Si el desarrollo de la región se ha de llevar a cabo de manera sostenible, no cabe duda que uno de los estamentos de primerísima importancia entre los actores sociales en la Amazonía es la mujer. Pero hay que crear las condiciones para su participación democrática.

Cuatro esferas de acción se consideran como prioritarias para potenciar el desarrollo de la Amazonía y de la mujer dicha región:

a) Elevar la calidad de vida de las mujeres. El Estado y las entidades internacionales deben redoblar sus esfuerzos en los siguientes aspectos:

Pacificación de la Amazonía. El Estado debe garantiza la pacificación de la región dentro del marco de respeto y protección a los derechos humanos, particularmente de la población más vulnerable en situaciones de violencia: las mujeres y los niños.

Salud. Es requisito indispensable dotar a la región de sistemas de agua potable, con el objetivo de disminuir la tasa de mortalidad, particularmente la infantil, y el esfuerzo físico y tiempo empleado en el acarreo de agua de río por parte de las mujeres.

Educación. El Estado debe continuar asumiendo el rol promotor de la educación, particularmente en las zonas más alejadas y en las zonas fronterizas. En la Amazonía la educación tiene que comprender no sólo contenidos referidos a la cultura propia y el medio ambiente, sino que también debe difundir el bilingüismo entre los adultos, e impartirse obligatoriamente a todos los niños sin distinción de sexo. La meta debe ser eliminar el analfabetismo en general y el femenino en particular.

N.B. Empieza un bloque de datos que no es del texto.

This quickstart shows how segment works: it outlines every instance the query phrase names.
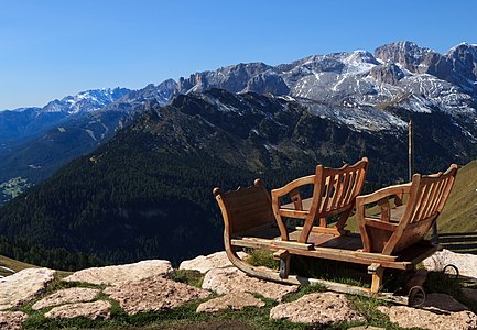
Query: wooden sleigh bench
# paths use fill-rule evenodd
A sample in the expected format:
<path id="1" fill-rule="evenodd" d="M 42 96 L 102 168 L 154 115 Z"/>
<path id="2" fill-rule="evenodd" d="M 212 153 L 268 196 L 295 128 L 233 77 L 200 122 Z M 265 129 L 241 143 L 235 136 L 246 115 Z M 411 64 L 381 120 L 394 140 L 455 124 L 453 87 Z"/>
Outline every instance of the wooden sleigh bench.
<path id="1" fill-rule="evenodd" d="M 288 284 L 322 284 L 332 290 L 373 295 L 408 304 L 406 297 L 381 292 L 386 268 L 415 271 L 418 263 L 434 254 L 437 245 L 425 240 L 451 193 L 457 165 L 445 173 L 414 175 L 412 182 L 359 196 L 366 176 L 366 158 L 353 166 L 318 165 L 312 176 L 299 178 L 270 194 L 260 179 L 247 188 L 223 193 L 214 189 L 221 209 L 224 243 L 231 263 L 249 275 Z M 302 199 L 300 189 L 313 186 L 313 196 Z M 281 204 L 288 195 L 291 202 Z M 365 206 L 377 204 L 380 212 L 367 215 Z M 357 209 L 360 234 L 344 229 Z M 376 208 L 376 207 L 375 207 Z M 327 218 L 337 219 L 328 227 Z M 284 218 L 303 220 L 289 229 Z M 240 248 L 268 249 L 280 260 L 280 270 L 252 266 L 238 256 Z M 372 275 L 364 288 L 290 274 L 293 255 L 362 264 Z"/>

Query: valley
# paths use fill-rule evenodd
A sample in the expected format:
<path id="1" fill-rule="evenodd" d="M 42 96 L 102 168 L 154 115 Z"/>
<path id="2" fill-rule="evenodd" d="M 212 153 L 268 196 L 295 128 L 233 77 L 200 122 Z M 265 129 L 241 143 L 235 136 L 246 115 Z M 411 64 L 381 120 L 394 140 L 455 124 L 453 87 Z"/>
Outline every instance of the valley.
<path id="1" fill-rule="evenodd" d="M 99 108 L 74 101 L 83 94 L 31 110 L 64 117 L 36 135 L 9 138 L 0 180 L 13 180 L 3 190 L 31 188 L 0 208 L 0 250 L 62 270 L 151 257 L 176 264 L 221 249 L 216 186 L 261 177 L 271 189 L 318 163 L 362 156 L 366 191 L 405 182 L 410 120 L 416 172 L 465 165 L 477 158 L 477 94 L 458 56 L 475 47 L 441 55 L 399 42 L 375 55 L 237 64 L 122 90 Z"/>

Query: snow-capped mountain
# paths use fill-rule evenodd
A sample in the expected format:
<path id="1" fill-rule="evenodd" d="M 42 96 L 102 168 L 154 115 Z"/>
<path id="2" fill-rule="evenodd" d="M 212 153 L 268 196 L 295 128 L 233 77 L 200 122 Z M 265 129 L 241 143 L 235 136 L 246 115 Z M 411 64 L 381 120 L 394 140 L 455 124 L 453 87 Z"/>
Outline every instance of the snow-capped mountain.
<path id="1" fill-rule="evenodd" d="M 112 103 L 130 91 L 130 89 L 119 87 L 86 90 L 61 100 L 53 100 L 43 107 L 41 112 L 66 112 L 67 114 L 93 112 Z"/>
<path id="2" fill-rule="evenodd" d="M 357 130 L 401 130 L 390 107 L 445 112 L 477 142 L 477 46 L 438 54 L 412 42 L 367 51 L 314 55 L 290 64 L 238 64 L 181 78 L 182 94 L 207 88 L 288 96 L 319 116 Z M 380 111 L 378 111 L 380 110 Z M 368 124 L 364 124 L 367 122 Z"/>

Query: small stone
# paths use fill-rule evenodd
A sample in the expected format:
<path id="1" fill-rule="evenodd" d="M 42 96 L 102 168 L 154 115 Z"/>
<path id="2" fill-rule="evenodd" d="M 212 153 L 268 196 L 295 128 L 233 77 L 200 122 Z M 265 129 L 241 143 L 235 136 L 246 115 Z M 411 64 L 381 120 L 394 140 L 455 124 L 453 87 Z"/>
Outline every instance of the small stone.
<path id="1" fill-rule="evenodd" d="M 55 271 L 26 268 L 0 278 L 0 310 L 20 306 L 41 295 L 53 280 Z"/>
<path id="2" fill-rule="evenodd" d="M 85 317 L 91 320 L 109 319 L 111 317 L 111 304 L 105 300 L 93 302 L 77 302 L 54 307 L 45 314 L 51 319 L 72 319 Z"/>
<path id="3" fill-rule="evenodd" d="M 424 267 L 432 272 L 442 272 L 448 265 L 455 265 L 459 275 L 477 278 L 477 255 L 456 253 L 449 250 L 442 250 L 423 261 Z"/>
<path id="4" fill-rule="evenodd" d="M 156 275 L 167 275 L 172 271 L 169 261 L 147 260 L 134 264 L 82 270 L 73 273 L 64 280 L 111 285 L 120 282 L 141 280 Z"/>
<path id="5" fill-rule="evenodd" d="M 216 312 L 221 309 L 242 310 L 245 307 L 263 307 L 265 302 L 253 297 L 249 293 L 228 294 L 208 301 L 202 302 L 196 312 Z"/>
<path id="6" fill-rule="evenodd" d="M 28 315 L 21 311 L 0 311 L 0 329 L 21 330 Z"/>
<path id="7" fill-rule="evenodd" d="M 40 301 L 36 301 L 33 306 L 33 310 L 39 310 L 42 308 L 73 304 L 73 302 L 87 302 L 94 300 L 100 290 L 87 287 L 71 287 L 66 289 L 58 290 Z"/>
<path id="8" fill-rule="evenodd" d="M 406 306 L 379 306 L 378 310 L 388 315 L 391 322 L 402 328 L 438 329 L 477 329 L 477 316 L 444 294 L 429 295 L 423 308 Z"/>
<path id="9" fill-rule="evenodd" d="M 115 284 L 104 293 L 117 300 L 129 315 L 172 309 L 210 295 L 209 292 L 161 276 Z"/>
<path id="10" fill-rule="evenodd" d="M 297 285 L 285 285 L 247 276 L 238 268 L 214 268 L 204 277 L 202 288 L 219 295 L 256 293 L 265 298 L 281 300 L 286 294 L 297 290 Z"/>
<path id="11" fill-rule="evenodd" d="M 343 294 L 314 293 L 270 310 L 270 317 L 297 323 L 313 323 L 321 327 L 343 321 L 366 321 L 365 317 L 351 309 Z"/>
<path id="12" fill-rule="evenodd" d="M 247 256 L 245 252 L 238 252 L 240 257 Z M 192 260 L 186 260 L 178 266 L 180 270 L 198 271 L 202 274 L 207 273 L 213 268 L 224 268 L 232 266 L 225 251 L 216 252 L 209 255 L 199 255 Z"/>

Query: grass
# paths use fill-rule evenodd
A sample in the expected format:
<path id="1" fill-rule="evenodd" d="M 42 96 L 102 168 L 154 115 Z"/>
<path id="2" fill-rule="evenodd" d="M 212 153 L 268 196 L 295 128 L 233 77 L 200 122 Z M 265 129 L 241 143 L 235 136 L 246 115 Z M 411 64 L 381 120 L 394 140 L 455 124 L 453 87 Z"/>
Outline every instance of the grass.
<path id="1" fill-rule="evenodd" d="M 248 251 L 247 262 L 252 266 L 265 266 L 278 270 L 280 262 L 273 257 L 273 252 L 264 249 L 253 249 Z"/>
<path id="2" fill-rule="evenodd" d="M 477 231 L 476 189 L 477 161 L 473 161 L 457 172 L 451 196 L 438 218 L 441 232 Z"/>

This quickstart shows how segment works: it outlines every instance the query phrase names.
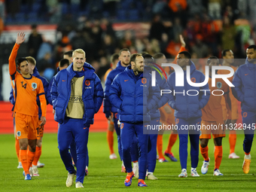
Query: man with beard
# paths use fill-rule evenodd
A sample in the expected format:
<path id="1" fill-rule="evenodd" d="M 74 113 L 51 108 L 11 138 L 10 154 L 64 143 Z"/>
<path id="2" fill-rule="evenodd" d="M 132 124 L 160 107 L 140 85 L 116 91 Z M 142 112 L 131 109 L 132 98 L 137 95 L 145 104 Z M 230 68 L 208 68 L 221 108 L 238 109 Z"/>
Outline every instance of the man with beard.
<path id="1" fill-rule="evenodd" d="M 146 175 L 148 135 L 144 134 L 143 130 L 147 128 L 151 120 L 149 111 L 157 107 L 160 89 L 158 86 L 151 86 L 149 73 L 143 73 L 145 62 L 142 54 L 133 54 L 130 63 L 131 66 L 114 79 L 109 90 L 109 99 L 118 108 L 121 123 L 122 153 L 127 172 L 124 184 L 130 186 L 134 177 L 130 150 L 136 135 L 139 146 L 138 186 L 147 187 L 144 180 Z"/>
<path id="2" fill-rule="evenodd" d="M 120 155 L 120 158 L 123 160 L 122 155 L 122 145 L 121 140 L 120 136 L 120 127 L 117 124 L 118 117 L 117 117 L 117 108 L 112 105 L 109 101 L 109 90 L 110 86 L 113 82 L 114 78 L 120 72 L 123 72 L 126 67 L 130 65 L 130 52 L 129 49 L 124 48 L 119 51 L 119 62 L 117 62 L 116 69 L 113 69 L 110 72 L 107 76 L 107 78 L 105 82 L 105 90 L 104 90 L 104 99 L 103 99 L 103 112 L 105 114 L 105 117 L 108 120 L 111 118 L 111 113 L 113 113 L 113 121 L 114 121 L 114 127 L 115 132 L 117 135 L 117 142 L 118 142 L 118 153 Z M 123 166 L 123 163 L 122 163 L 122 172 L 125 172 L 125 167 Z"/>
<path id="3" fill-rule="evenodd" d="M 231 50 L 224 50 L 221 52 L 221 56 L 223 58 L 222 66 L 231 67 L 234 72 L 236 71 L 237 68 L 233 66 L 234 64 L 234 56 L 233 53 Z M 226 75 L 229 74 L 228 70 L 218 70 L 218 74 Z M 233 76 L 228 78 L 228 80 L 232 82 Z M 223 119 L 226 122 L 226 124 L 230 126 L 233 126 L 238 120 L 238 105 L 236 99 L 233 96 L 231 87 L 229 88 L 229 96 L 230 98 L 231 105 L 230 108 L 226 108 L 226 102 L 224 96 L 221 99 L 221 105 L 223 111 Z M 229 142 L 230 142 L 230 154 L 228 158 L 230 159 L 238 159 L 239 157 L 235 153 L 235 147 L 236 142 L 236 130 L 230 130 L 229 134 Z"/>
<path id="4" fill-rule="evenodd" d="M 233 79 L 232 93 L 241 102 L 242 125 L 245 133 L 242 163 L 244 173 L 248 173 L 251 163 L 251 148 L 256 122 L 256 45 L 250 45 L 246 50 L 245 64 L 237 69 Z"/>

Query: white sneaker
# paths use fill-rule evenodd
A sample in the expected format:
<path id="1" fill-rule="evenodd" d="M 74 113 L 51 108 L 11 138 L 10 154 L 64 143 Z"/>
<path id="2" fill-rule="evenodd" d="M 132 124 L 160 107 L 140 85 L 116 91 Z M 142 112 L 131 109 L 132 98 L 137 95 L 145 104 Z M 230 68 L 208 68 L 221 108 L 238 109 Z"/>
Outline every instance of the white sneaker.
<path id="1" fill-rule="evenodd" d="M 23 169 L 23 165 L 21 164 L 21 162 L 19 162 L 19 165 L 17 167 L 17 169 Z"/>
<path id="2" fill-rule="evenodd" d="M 32 170 L 32 174 L 33 174 L 34 177 L 39 176 L 38 169 L 38 167 L 36 166 L 33 166 Z"/>
<path id="3" fill-rule="evenodd" d="M 30 176 L 33 176 L 33 170 L 32 170 L 32 166 L 29 167 L 29 174 L 30 174 Z"/>
<path id="4" fill-rule="evenodd" d="M 44 166 L 44 163 L 40 163 L 40 161 L 38 161 L 38 168 L 41 168 Z"/>
<path id="5" fill-rule="evenodd" d="M 114 160 L 114 159 L 117 159 L 117 157 L 115 154 L 111 154 L 111 155 L 109 155 L 109 159 L 111 160 Z"/>
<path id="6" fill-rule="evenodd" d="M 191 168 L 191 176 L 192 177 L 199 177 L 200 175 L 198 175 L 197 172 L 197 168 Z"/>
<path id="7" fill-rule="evenodd" d="M 208 167 L 209 165 L 210 164 L 210 158 L 209 158 L 209 161 L 203 161 L 203 166 L 201 168 L 201 172 L 202 174 L 206 174 L 208 172 Z"/>
<path id="8" fill-rule="evenodd" d="M 157 177 L 155 177 L 153 173 L 148 173 L 148 176 L 147 176 L 147 178 L 148 180 L 157 180 L 158 178 Z"/>
<path id="9" fill-rule="evenodd" d="M 230 155 L 228 156 L 228 158 L 229 159 L 239 159 L 239 158 L 240 158 L 240 157 L 239 157 L 235 153 L 232 153 L 232 154 L 230 154 Z"/>
<path id="10" fill-rule="evenodd" d="M 213 175 L 215 175 L 215 176 L 222 176 L 223 174 L 220 172 L 219 169 L 217 169 L 216 170 L 215 170 L 213 172 Z"/>
<path id="11" fill-rule="evenodd" d="M 75 175 L 75 173 L 69 172 L 68 173 L 68 178 L 67 181 L 66 181 L 66 186 L 67 186 L 68 187 L 72 186 Z"/>
<path id="12" fill-rule="evenodd" d="M 179 178 L 187 178 L 187 172 L 186 169 L 183 169 L 181 170 L 181 173 L 178 175 Z"/>
<path id="13" fill-rule="evenodd" d="M 135 178 L 139 178 L 139 164 L 138 164 L 138 162 L 133 163 L 133 172 L 134 172 Z"/>
<path id="14" fill-rule="evenodd" d="M 81 182 L 78 181 L 78 182 L 75 182 L 75 187 L 76 188 L 84 188 L 84 185 Z"/>

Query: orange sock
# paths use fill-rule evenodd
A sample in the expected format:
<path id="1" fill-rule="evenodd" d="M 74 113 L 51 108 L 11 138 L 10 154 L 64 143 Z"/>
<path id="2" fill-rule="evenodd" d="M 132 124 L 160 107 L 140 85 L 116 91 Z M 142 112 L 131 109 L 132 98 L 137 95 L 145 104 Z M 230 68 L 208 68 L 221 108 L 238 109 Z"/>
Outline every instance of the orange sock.
<path id="1" fill-rule="evenodd" d="M 25 174 L 29 174 L 29 166 L 28 166 L 28 155 L 27 150 L 20 150 L 20 160 L 21 164 L 23 165 Z"/>
<path id="2" fill-rule="evenodd" d="M 133 174 L 133 172 L 127 172 L 127 176 L 132 176 Z"/>
<path id="3" fill-rule="evenodd" d="M 33 165 L 34 166 L 38 165 L 38 160 L 41 157 L 41 146 L 40 148 L 36 147 L 35 148 L 35 158 L 34 158 L 34 160 L 33 160 Z"/>
<path id="4" fill-rule="evenodd" d="M 108 141 L 108 144 L 110 154 L 114 153 L 114 148 L 113 148 L 113 145 L 114 145 L 114 136 L 113 136 L 113 134 L 114 134 L 113 131 L 107 130 L 107 141 Z"/>
<path id="5" fill-rule="evenodd" d="M 219 169 L 222 160 L 222 146 L 215 146 L 215 170 L 216 169 Z"/>
<path id="6" fill-rule="evenodd" d="M 168 146 L 167 146 L 167 149 L 166 149 L 166 152 L 169 154 L 172 153 L 172 148 L 173 146 L 173 145 L 175 143 L 176 140 L 177 140 L 177 137 L 178 137 L 178 134 L 171 134 L 169 135 L 169 142 L 168 142 Z"/>
<path id="7" fill-rule="evenodd" d="M 32 165 L 32 163 L 34 160 L 35 152 L 32 152 L 29 150 L 27 151 L 28 155 L 28 163 L 27 166 L 29 168 Z"/>
<path id="8" fill-rule="evenodd" d="M 164 159 L 163 154 L 163 135 L 157 136 L 157 152 L 159 155 L 159 159 Z"/>
<path id="9" fill-rule="evenodd" d="M 19 143 L 19 139 L 17 139 L 15 137 L 15 149 L 16 149 L 16 154 L 17 157 L 18 157 L 19 162 L 20 162 L 20 143 Z"/>
<path id="10" fill-rule="evenodd" d="M 200 145 L 200 148 L 201 154 L 204 160 L 209 161 L 209 155 L 208 155 L 208 150 L 209 150 L 208 146 L 206 146 L 206 148 L 202 148 L 201 145 Z"/>
<path id="11" fill-rule="evenodd" d="M 230 140 L 230 154 L 232 154 L 235 152 L 235 147 L 236 147 L 236 130 L 230 130 L 229 140 Z"/>

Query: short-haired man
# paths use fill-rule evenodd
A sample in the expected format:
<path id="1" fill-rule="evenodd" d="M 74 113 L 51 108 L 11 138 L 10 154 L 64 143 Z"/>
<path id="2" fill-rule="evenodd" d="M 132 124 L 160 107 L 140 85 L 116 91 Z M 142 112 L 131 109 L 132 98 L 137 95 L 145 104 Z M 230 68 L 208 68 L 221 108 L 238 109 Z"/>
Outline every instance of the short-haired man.
<path id="1" fill-rule="evenodd" d="M 145 123 L 150 122 L 149 111 L 157 108 L 160 99 L 158 86 L 152 87 L 149 73 L 143 73 L 144 58 L 135 53 L 130 58 L 131 66 L 117 75 L 109 90 L 111 104 L 118 108 L 120 123 L 123 160 L 127 172 L 125 186 L 130 186 L 134 177 L 130 148 L 136 134 L 139 146 L 139 187 L 147 187 L 146 175 L 148 135 L 143 134 Z"/>
<path id="2" fill-rule="evenodd" d="M 234 64 L 234 56 L 233 53 L 231 50 L 224 50 L 221 52 L 221 56 L 223 58 L 222 66 L 231 67 L 234 72 L 236 71 L 237 68 Z M 219 75 L 226 75 L 229 74 L 230 71 L 228 70 L 218 70 L 218 74 Z M 233 76 L 228 78 L 227 79 L 232 83 Z M 224 96 L 222 96 L 221 99 L 221 105 L 223 111 L 223 118 L 224 120 L 226 121 L 226 125 L 229 126 L 235 126 L 236 120 L 238 120 L 238 105 L 237 99 L 232 94 L 231 87 L 229 88 L 229 96 L 231 102 L 231 105 L 230 108 L 227 108 L 227 103 L 225 102 L 225 99 Z M 232 127 L 230 127 L 232 128 Z M 228 158 L 231 159 L 238 159 L 239 157 L 235 153 L 235 147 L 236 142 L 236 130 L 230 130 L 229 133 L 229 142 L 230 142 L 230 154 Z"/>
<path id="3" fill-rule="evenodd" d="M 105 72 L 104 75 L 105 81 L 106 81 L 107 77 L 108 74 L 110 73 L 110 72 L 117 68 L 118 62 L 119 62 L 119 54 L 116 53 L 112 54 L 111 56 L 110 57 L 110 62 L 111 62 L 111 67 L 108 69 L 108 70 Z M 110 151 L 109 159 L 113 160 L 113 159 L 117 158 L 117 157 L 114 154 L 114 148 L 113 148 L 113 146 L 114 146 L 113 135 L 114 135 L 114 121 L 113 121 L 112 117 L 111 118 L 110 120 L 108 119 L 108 130 L 107 130 L 107 141 L 108 141 L 108 148 Z"/>
<path id="4" fill-rule="evenodd" d="M 111 117 L 111 113 L 113 114 L 113 121 L 114 127 L 115 132 L 117 135 L 117 142 L 118 142 L 118 153 L 120 160 L 123 161 L 122 155 L 122 144 L 120 141 L 120 130 L 117 124 L 118 117 L 117 117 L 117 108 L 110 102 L 109 100 L 109 90 L 111 84 L 113 82 L 114 78 L 120 73 L 123 72 L 124 69 L 130 65 L 130 53 L 129 49 L 124 48 L 119 51 L 119 62 L 117 62 L 116 69 L 113 69 L 109 72 L 107 76 L 106 81 L 105 82 L 105 90 L 104 90 L 104 99 L 103 99 L 103 112 L 105 114 L 106 118 L 110 120 Z M 125 167 L 123 163 L 122 162 L 122 172 L 125 172 Z"/>
<path id="5" fill-rule="evenodd" d="M 46 123 L 46 99 L 41 81 L 29 74 L 28 60 L 23 57 L 17 60 L 17 72 L 15 58 L 20 44 L 25 41 L 25 34 L 18 33 L 16 43 L 9 58 L 9 72 L 12 82 L 15 104 L 14 112 L 16 135 L 20 143 L 20 160 L 24 169 L 25 180 L 31 180 L 29 167 L 34 160 L 36 148 L 36 128 L 38 127 L 39 97 L 42 115 L 40 126 Z M 29 150 L 27 150 L 28 145 Z"/>
<path id="6" fill-rule="evenodd" d="M 103 90 L 95 69 L 85 62 L 82 49 L 73 51 L 66 69 L 55 76 L 50 91 L 54 120 L 59 123 L 58 145 L 60 157 L 69 172 L 66 186 L 71 187 L 76 174 L 76 188 L 83 188 L 87 155 L 89 127 L 93 123 L 103 99 Z M 69 148 L 75 139 L 77 171 L 72 165 Z"/>
<path id="7" fill-rule="evenodd" d="M 193 177 L 200 176 L 197 172 L 199 155 L 199 130 L 189 130 L 187 127 L 198 127 L 201 123 L 201 109 L 207 104 L 209 99 L 208 84 L 203 87 L 192 87 L 187 80 L 187 73 L 190 73 L 190 81 L 194 83 L 202 83 L 205 80 L 205 75 L 196 69 L 196 66 L 190 60 L 191 56 L 187 51 L 178 53 L 177 63 L 184 71 L 184 87 L 175 85 L 176 72 L 172 73 L 167 80 L 170 94 L 169 105 L 175 109 L 175 124 L 178 126 L 179 137 L 179 158 L 181 166 L 180 178 L 187 177 L 187 136 L 190 141 L 190 159 L 191 171 Z M 187 66 L 190 66 L 190 71 L 187 71 Z M 195 96 L 189 96 L 187 92 L 190 90 L 199 93 Z M 173 93 L 175 93 L 175 94 Z M 185 128 L 184 128 L 185 127 Z M 187 128 L 186 128 L 187 127 Z"/>
<path id="8" fill-rule="evenodd" d="M 208 142 L 211 139 L 211 133 L 215 144 L 215 169 L 213 175 L 223 175 L 220 172 L 219 167 L 222 160 L 222 138 L 225 135 L 225 128 L 224 126 L 221 92 L 224 94 L 225 102 L 230 108 L 231 103 L 229 97 L 229 87 L 222 79 L 218 79 L 215 87 L 212 87 L 212 67 L 219 65 L 218 59 L 215 56 L 210 56 L 207 60 L 207 65 L 209 66 L 209 77 L 208 81 L 209 89 L 211 93 L 216 89 L 219 90 L 220 95 L 211 95 L 206 105 L 202 109 L 202 122 L 200 139 L 200 151 L 204 159 L 201 168 L 201 172 L 206 174 L 210 162 L 208 155 Z M 217 129 L 207 129 L 206 127 L 217 127 Z"/>
<path id="9" fill-rule="evenodd" d="M 48 86 L 49 86 L 48 81 L 45 78 L 40 76 L 39 72 L 35 66 L 36 61 L 34 57 L 29 56 L 26 56 L 26 59 L 28 60 L 29 73 L 32 74 L 35 78 L 41 79 L 41 81 L 43 83 L 44 94 L 46 96 L 46 93 L 47 91 Z M 48 104 L 49 103 L 48 100 L 47 99 L 46 101 L 47 101 L 47 104 Z M 40 105 L 40 101 L 39 101 L 38 97 L 37 98 L 37 103 L 38 105 L 38 118 L 39 118 L 38 124 L 40 124 L 40 119 L 41 116 L 41 105 Z M 38 127 L 37 127 L 36 131 L 37 131 L 38 135 L 37 135 L 37 141 L 36 141 L 35 155 L 35 158 L 32 163 L 33 176 L 39 176 L 38 167 L 43 167 L 44 166 L 44 163 L 41 163 L 39 162 L 39 158 L 41 154 L 41 145 L 42 145 L 42 139 L 44 136 L 44 126 L 39 126 Z"/>
<path id="10" fill-rule="evenodd" d="M 69 61 L 69 65 L 73 62 L 72 61 L 72 53 L 73 53 L 73 51 L 72 50 L 70 50 L 69 51 L 66 51 L 63 53 L 63 59 L 66 59 Z"/>
<path id="11" fill-rule="evenodd" d="M 251 163 L 251 148 L 256 122 L 256 45 L 246 49 L 245 64 L 240 66 L 234 74 L 232 93 L 241 102 L 242 118 L 245 139 L 243 151 L 245 157 L 242 164 L 244 173 L 248 173 Z"/>

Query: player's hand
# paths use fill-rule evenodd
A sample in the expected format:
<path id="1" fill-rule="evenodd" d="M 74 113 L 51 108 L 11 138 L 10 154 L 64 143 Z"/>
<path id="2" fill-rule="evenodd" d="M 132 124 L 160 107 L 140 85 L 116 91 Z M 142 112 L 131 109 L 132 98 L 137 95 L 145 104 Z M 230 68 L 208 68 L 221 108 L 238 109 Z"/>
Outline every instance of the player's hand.
<path id="1" fill-rule="evenodd" d="M 184 41 L 184 38 L 183 38 L 182 35 L 179 35 L 179 41 L 181 41 L 181 47 L 185 47 L 186 43 L 185 43 L 185 41 Z"/>
<path id="2" fill-rule="evenodd" d="M 230 126 L 230 124 L 231 123 L 231 120 L 230 119 L 227 119 L 225 122 L 225 124 L 227 126 Z"/>
<path id="3" fill-rule="evenodd" d="M 45 123 L 46 123 L 46 118 L 44 117 L 41 116 L 40 120 L 41 121 L 40 126 L 44 125 Z"/>
<path id="4" fill-rule="evenodd" d="M 24 42 L 25 39 L 25 33 L 19 32 L 16 38 L 16 44 L 20 44 Z"/>
<path id="5" fill-rule="evenodd" d="M 167 105 L 165 105 L 165 106 L 163 107 L 163 109 L 164 109 L 164 111 L 165 111 L 167 114 L 171 114 L 171 113 L 172 113 L 172 109 L 171 109 L 169 106 L 167 106 Z"/>

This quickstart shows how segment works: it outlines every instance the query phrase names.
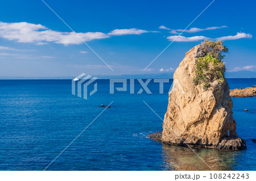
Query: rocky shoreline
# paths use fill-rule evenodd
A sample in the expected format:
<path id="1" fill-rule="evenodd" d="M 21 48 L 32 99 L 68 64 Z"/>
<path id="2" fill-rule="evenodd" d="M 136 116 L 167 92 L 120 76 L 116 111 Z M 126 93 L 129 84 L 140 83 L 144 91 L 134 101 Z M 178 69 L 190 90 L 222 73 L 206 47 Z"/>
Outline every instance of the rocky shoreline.
<path id="1" fill-rule="evenodd" d="M 219 150 L 229 150 L 229 151 L 241 150 L 246 149 L 245 141 L 237 136 L 225 137 L 222 138 L 216 147 L 210 145 L 201 145 L 200 144 L 184 144 L 184 141 L 183 141 L 182 143 L 180 144 L 174 144 L 170 142 L 164 141 L 162 139 L 162 131 L 157 132 L 155 133 L 150 133 L 148 135 L 148 136 L 152 140 L 159 142 L 163 144 L 167 145 L 174 145 L 179 146 L 187 146 L 188 145 L 191 147 L 205 148 L 211 149 L 216 148 Z"/>
<path id="2" fill-rule="evenodd" d="M 150 134 L 152 140 L 225 150 L 246 148 L 236 132 L 229 86 L 224 77 L 221 52 L 226 51 L 222 42 L 205 40 L 187 52 L 174 74 L 163 131 Z"/>
<path id="3" fill-rule="evenodd" d="M 256 87 L 230 90 L 229 94 L 230 96 L 234 98 L 253 97 L 256 96 Z"/>

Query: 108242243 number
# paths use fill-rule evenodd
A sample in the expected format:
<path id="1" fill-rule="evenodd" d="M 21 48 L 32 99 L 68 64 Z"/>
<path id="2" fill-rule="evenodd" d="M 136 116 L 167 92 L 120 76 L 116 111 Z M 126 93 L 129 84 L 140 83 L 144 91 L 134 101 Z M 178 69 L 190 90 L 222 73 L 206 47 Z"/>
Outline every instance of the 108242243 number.
<path id="1" fill-rule="evenodd" d="M 249 174 L 210 174 L 210 179 L 248 179 Z"/>

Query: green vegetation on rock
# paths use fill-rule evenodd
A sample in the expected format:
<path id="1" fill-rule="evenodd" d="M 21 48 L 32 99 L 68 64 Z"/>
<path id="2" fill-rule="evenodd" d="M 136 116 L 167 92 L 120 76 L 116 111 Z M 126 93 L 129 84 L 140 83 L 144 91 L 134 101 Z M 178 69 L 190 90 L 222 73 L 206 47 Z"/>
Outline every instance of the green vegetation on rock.
<path id="1" fill-rule="evenodd" d="M 211 86 L 210 82 L 224 81 L 225 65 L 222 62 L 228 48 L 223 42 L 204 40 L 199 48 L 200 56 L 196 60 L 196 77 L 193 79 L 196 85 L 203 84 L 207 90 Z"/>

Alimentación. Toda política orientada a garantizar la dotación de alimentos debe partir, en el caso de la selva, del uso racional de los recursos propios en provecho de la población asentada en la región. Debe ponerse énfasis en mejorar los sistemas de producción, conservación y almacenamiento de alimentos para los períodos críticos, de acuerdo con los ciclos hidrológicos.

(b) Mejorar el ingreso. Todas las acciones tendientes a mejorar el ingreso deben partir del concepto base de que el manejo racional de los recursos naturales de la región es indispensable. Los programas tanto estatales como no gubernamentales deben incluir la valorización del conocimiento que las propias mujeres tienen sobre el manejo de sus ecosistemas. No pueden elevarse los ingresos de ningún sector de la población sobre la destrucción del medio ambiente, condenando a la extrema pobreza a las generaciones futuras.

Garantizar el acceso a la tierra. La mujer campesina colona y ribereña debe tener acceso a la tierra, y los territorios indígenas deben ser reconocidos.

Comercialización. Es preciso crear mecanismos de participación de la mujer en la gestión de su propia economía, tanto en la producción como en la comercialización. Su esfuerzo productivo no sólo ha de tener un reconocimiento social sino también económico; el ingreso proveniente del trabajo productivo debe ser suficiente para garantizar la satisfacción de sus necesidades.

Acceso al crédito. Debe mantenerse un sistema de crédito agrario, ya sea por parte del Estado y/o por apoyo de organismos no gubernamentales diseñados para permitir el acceso de la mujer aquél, eliminando las trabas estructurales que impiden que las interesadas puedan contar con este requisito para garantizar la producción de alimentos e insertarse en el mercado.

Potenciar los sistemas agroforestales nativos. El concepto de manejo del bosque por las poblaciones indígenas es el resultado de su amplio y ancestral conocimiento del medio ambiente.

Establecer un marco jurídico legal que posibilite el uso sostenido de los recursos. Dicho instrumento deberá asimismo impedir las acciones que propicien la sobrepresión demográfica en territorios ya ocupados por las poblaciones amazónicas.

c) Participación y democracia. No sólo la viabilidad sino la propia construcción de un modelo de desarrollo sostenido para la Amazonía exige la presencia de la mujer como sujeto y actor social; ello implica su reconocimiento como ciudadana y sus derechos en la sociedad global.

d) Reconocimiento de la idiosincrasia de la población femenina. En el diseño de políticas y estrategias es indispensable tener en cuenta las particularidades de los diferentes segmentos de mujeres que se encuentran en la Amazonía: indígenas, campesinas y colonas. Es necesario impulsar mecanismos de amplia participación en el espacio público, reconociendo y apoyando a las propias organizaciones e instituciones creadas por las mujeres.